A grande fraqueza da política é particularmente evidente no domínio da segurança. Os principais partidos debatem-se com os mesmos problemas há cerca de 30 anos. Fizeram poucas melhorias e estão agora tão atrasados em relação aos criminosos como a população. Uma situação que também é conhecida de outros domínios políticos, como a habitação.
Quando, em 2025, se ouve dizer que a situação é “dramática”, pergunta-se quem não cumpriu as suas responsabilidades políticas nos últimos anos. Perspectivas de melhoria: nem por isso. Porquê? Porque os políticos preferem remendos de curto prazo a medidas de longo prazo. Porque há demasiado tempo que se observa a evolução de vários bairros em Esch, em Ettelbrück, na cidade e em muitos outros locais.
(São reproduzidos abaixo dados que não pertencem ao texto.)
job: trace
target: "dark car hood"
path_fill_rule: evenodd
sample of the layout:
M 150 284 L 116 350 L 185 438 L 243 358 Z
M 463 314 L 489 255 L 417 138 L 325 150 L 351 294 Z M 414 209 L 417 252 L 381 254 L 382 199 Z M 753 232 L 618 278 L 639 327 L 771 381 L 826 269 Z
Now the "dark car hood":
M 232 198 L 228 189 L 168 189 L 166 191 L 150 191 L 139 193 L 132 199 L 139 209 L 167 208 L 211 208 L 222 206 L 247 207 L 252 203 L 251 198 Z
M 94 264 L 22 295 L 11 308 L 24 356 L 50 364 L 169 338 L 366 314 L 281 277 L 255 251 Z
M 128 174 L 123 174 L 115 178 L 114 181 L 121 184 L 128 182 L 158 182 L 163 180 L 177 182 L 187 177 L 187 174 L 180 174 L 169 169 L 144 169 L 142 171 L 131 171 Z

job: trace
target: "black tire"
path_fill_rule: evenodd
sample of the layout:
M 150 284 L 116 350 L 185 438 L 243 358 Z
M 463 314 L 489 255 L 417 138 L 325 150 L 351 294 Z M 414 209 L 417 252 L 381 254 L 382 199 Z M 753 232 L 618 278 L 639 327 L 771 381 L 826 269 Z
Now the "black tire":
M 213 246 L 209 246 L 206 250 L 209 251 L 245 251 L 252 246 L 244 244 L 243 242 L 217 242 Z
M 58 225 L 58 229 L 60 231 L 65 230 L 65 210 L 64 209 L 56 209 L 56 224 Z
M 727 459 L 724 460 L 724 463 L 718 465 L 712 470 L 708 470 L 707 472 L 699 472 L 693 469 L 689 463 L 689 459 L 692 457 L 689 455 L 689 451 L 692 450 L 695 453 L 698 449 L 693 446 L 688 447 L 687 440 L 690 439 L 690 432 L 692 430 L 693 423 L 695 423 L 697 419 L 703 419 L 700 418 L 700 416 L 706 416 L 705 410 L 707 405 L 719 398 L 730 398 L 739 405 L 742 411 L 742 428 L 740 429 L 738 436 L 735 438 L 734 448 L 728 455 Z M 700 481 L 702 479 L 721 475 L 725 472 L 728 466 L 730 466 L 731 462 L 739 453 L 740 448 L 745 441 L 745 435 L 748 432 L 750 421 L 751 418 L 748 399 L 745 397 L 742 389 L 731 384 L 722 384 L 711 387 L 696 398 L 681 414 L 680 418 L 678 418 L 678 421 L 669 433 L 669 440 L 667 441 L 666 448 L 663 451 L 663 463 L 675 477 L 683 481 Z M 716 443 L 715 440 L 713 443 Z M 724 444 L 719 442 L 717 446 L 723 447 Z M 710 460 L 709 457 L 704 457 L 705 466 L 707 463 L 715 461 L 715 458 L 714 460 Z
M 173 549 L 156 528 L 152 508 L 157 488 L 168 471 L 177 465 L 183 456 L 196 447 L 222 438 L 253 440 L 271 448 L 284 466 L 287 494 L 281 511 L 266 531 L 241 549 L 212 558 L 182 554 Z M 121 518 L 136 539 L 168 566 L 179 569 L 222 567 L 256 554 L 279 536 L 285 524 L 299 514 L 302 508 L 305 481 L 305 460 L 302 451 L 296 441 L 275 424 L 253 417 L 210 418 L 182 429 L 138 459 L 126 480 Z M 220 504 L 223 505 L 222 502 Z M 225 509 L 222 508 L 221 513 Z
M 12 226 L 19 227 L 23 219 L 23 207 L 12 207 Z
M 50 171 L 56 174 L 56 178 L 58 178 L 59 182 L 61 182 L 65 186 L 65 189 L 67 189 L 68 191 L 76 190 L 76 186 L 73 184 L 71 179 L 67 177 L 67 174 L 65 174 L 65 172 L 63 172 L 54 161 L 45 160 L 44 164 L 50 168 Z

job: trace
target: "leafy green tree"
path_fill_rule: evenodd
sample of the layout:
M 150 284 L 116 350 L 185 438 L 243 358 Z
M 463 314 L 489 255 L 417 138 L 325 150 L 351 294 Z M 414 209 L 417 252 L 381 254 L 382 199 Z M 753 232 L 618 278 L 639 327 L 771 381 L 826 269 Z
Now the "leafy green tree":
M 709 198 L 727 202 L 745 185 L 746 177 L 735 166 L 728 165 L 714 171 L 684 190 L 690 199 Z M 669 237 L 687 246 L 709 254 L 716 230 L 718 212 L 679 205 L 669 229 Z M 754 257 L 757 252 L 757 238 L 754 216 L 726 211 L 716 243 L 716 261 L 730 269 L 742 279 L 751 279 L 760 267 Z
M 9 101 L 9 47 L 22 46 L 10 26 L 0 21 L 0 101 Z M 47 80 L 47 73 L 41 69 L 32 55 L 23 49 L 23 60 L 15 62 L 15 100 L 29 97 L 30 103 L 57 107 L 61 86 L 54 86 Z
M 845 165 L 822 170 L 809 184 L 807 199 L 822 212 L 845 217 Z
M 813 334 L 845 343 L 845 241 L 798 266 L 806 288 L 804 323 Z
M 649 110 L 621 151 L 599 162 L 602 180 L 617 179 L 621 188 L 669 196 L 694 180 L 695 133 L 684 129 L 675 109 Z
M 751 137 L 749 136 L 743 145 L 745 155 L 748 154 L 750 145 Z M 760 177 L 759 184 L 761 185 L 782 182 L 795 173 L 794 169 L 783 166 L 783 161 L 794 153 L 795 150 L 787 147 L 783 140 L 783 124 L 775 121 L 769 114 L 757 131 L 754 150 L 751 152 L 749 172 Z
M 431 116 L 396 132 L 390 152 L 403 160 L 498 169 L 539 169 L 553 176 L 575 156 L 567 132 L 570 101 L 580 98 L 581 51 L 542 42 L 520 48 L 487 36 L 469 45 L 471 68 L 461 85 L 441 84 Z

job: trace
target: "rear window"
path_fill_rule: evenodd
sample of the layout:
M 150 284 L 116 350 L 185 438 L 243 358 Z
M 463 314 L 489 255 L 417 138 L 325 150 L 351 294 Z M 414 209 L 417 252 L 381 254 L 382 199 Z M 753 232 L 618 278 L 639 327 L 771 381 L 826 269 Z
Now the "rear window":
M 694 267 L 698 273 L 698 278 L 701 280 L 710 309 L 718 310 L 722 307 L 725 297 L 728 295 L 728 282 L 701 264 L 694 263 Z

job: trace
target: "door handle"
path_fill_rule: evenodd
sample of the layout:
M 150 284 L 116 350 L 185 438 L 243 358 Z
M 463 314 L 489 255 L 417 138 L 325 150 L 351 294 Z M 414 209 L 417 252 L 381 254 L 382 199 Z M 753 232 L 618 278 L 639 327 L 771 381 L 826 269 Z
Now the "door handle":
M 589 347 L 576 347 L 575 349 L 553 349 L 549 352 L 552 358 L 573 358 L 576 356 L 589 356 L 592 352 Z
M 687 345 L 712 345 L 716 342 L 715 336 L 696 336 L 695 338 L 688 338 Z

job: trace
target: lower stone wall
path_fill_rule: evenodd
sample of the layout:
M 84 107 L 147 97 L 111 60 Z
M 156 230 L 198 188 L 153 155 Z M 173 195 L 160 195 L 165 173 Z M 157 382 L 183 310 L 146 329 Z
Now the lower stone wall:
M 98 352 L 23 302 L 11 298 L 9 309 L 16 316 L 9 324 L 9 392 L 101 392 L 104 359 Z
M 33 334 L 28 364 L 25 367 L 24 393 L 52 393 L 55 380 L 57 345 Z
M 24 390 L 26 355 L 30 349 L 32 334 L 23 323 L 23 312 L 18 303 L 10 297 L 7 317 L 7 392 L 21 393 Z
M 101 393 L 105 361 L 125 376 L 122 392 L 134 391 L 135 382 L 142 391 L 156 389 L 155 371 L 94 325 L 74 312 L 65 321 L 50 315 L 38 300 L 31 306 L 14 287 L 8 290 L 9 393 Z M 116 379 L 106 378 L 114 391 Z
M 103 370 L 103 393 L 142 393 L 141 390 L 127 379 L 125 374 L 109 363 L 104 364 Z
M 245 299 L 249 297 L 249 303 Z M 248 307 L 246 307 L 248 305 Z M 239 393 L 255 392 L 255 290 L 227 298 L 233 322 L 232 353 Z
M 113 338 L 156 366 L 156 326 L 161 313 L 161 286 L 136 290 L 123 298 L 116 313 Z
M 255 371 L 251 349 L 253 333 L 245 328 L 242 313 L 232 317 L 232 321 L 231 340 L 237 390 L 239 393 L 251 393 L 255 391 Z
Porque a questão da criminalidade cometida por pessoas com antecedentes migratórios foi e continua a ser um assunto tabu.
Poderíamos certamente passar horas a analisar as causas da situação atual. No entanto, ninguém se sentirá responsável por ela. Por conseguinte, é mais do que tempo de deixar de falar e começar a agir.
Por conseguinte, a concentração exige:
- Mais recrutamento nas forças policiais, mas sobretudo no sistema judicial. É urgente que os nossos tribunais sejam capazes de tomar decisões mais rápidas e mais eficazes.
- Para compensar a grave escassez de juízes, os advogados experientes ou mesmo os especialistas em determinadas áreas do direito devem poder exercer funções de juiz sem que isso implique uma carga administrativa considerável. Para o efeito, é igualmente necessário criar o quadro financeiro necessário.
- É fundamental que haja mais juízes de instrução para que os processos sejam acompanhados e as pessoas não fiquem no limbo e nunca mais ouçam falar do seu caso.
- O “Jugement sur Accord” entre o Ministério Público, a vítima e o delinquente deve ter uma margem de manobra muito maior, o que aliviaria enormemente a carga dos tribunais, especialmente nos grandes casos de droga.
- Afinal de contas, nem mesmo nós, no Luxemburgo, podemos evitar a discussão sobre a forma como devemos lidar com as pessoas que imigraram recentemente e cometeram infracções penais. O princípio aplica-se aqui mais do que nunca: o “incumprimento das regras” deve ser punido de forma coerente e rápida. Em caso de reincidência, esta punição deve incluir também um repatriamento rápido para o país de origem.
Para a Fokus, o Estado de direito, com regras claras e um funcionamento eficaz, é a base da nossa democracia livre. O Estado de direito foi negligenciado durante muito tempo.